Does This Look Like The Face Of A Girl Who Told Santa She’d Kill Him And Cook His Reindeer If He Doesn’t Bring Her What She Wants For Christmas?
DM - It is part of the sweet Christmas tradition for children across the country, penning a festive wish list to Santa, hoping they are not on the naughty list. While most youngsters do everything to keep on Santa’s good side, one schoolgirl has torn up tradition and used her festive wish list to issue Father Christmas with an ultimatum: gifts or he gets it. Demanding Mekeeda Austin, 13, warned Father Christmas that he will be ‘killed’ if he fails to deliver at least two of her long list of lavish gifts. She even threatened to ‘hunt down’ Santa’s reindeer and ‘cook them and serve their meat to homeless people on Xmas day’ if she doesn’t get her way. Her mother Tracey Austin, 40, was dumbstruck when she found the demanding note in her daughter’s school bag. In the letter Mekeeda, from Brickhill, Bedford, demands a Blackberry, a designer Laura Knitted 33 Jumper, money, Converse trainers and sunglasses. As well as gifts Mekeeda also demands Father Christmas bring her ‘the real’ Justin Bieber and teenage singer Austin Mahone. She signs off with the chilling warning: ‘Remember…two of these, or you die.’
Look I have no problem with a thirteen year old girl threatening a fictitious fat man with horrific violence if he doesn’t give her the things that she wants. Simple threatening 101. A strategy as old as time itself. But what I do have a problem with is this chick’s RIDICULOUS list of demands. I mean if you’re going to murder a dude and cook his gaggle of reindeer, at least make sure the bounty is worthwhile.
A Blackberry – Bitch didn’t you hear? RIM just gave up on the consumer market. A Blackberry is a dead communication tool. It’s a fucking fossil. Why don’t you just ask for two cups and a long string? Basically the same thing. Everyone knows you only threaten murder for iPhones. It’s common knowledge dumbass.
Designer Laura Knitted 33 Jumper – I don’t know what the fuck this is but it sounds stupid.
Money – Alright obviously I get this one. Who doesn’t want money? But did you ever think that if you just asked for like a hundred million dollars you could buy all the other bullshit things you’re asking for anyway? I mean you’re gonna murder the bro if he doesn’t come through right? Might as well go all out Dr.Evil style. The fuck do you have to lose?
Converse Trainers – If we’re not talking PF Flyers or Chuck Taylors then get the fuck out of my face.
Sunglasses – Bitch you better start specifying brands. There’s a big difference between Ray-Bans and some cheap Chinatown shades. I know you’re threatening Santa with death but can you work with him just a little bit?

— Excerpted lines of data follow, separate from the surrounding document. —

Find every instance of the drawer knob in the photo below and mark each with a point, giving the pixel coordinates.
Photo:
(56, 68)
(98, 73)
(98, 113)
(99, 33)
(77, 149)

Justin Bieber – Alright see this is where you fucked up. I don’t care how grizzly of a death you promise Father Christmas, there’s no way that bearded bastard is going to be able to deliver the Biebs. Like are you shitting me? That might be the most arrogant request in the history of requests. Justin Bieber probably receives more letters than Santa does. Probably more popular than St.Nick will be or ever was. Thinking that you can get Justin Bieber for Christmas is just about the craziest thing I’ve ever heard of a girl doing.
Austin Mahone – No fucking clue who this is.
PS – I really hope this mother bought a lifetime’s worth of shrink sessions as soon as she read this letter because this little demon slut is on a path for complete and utter sociopathy.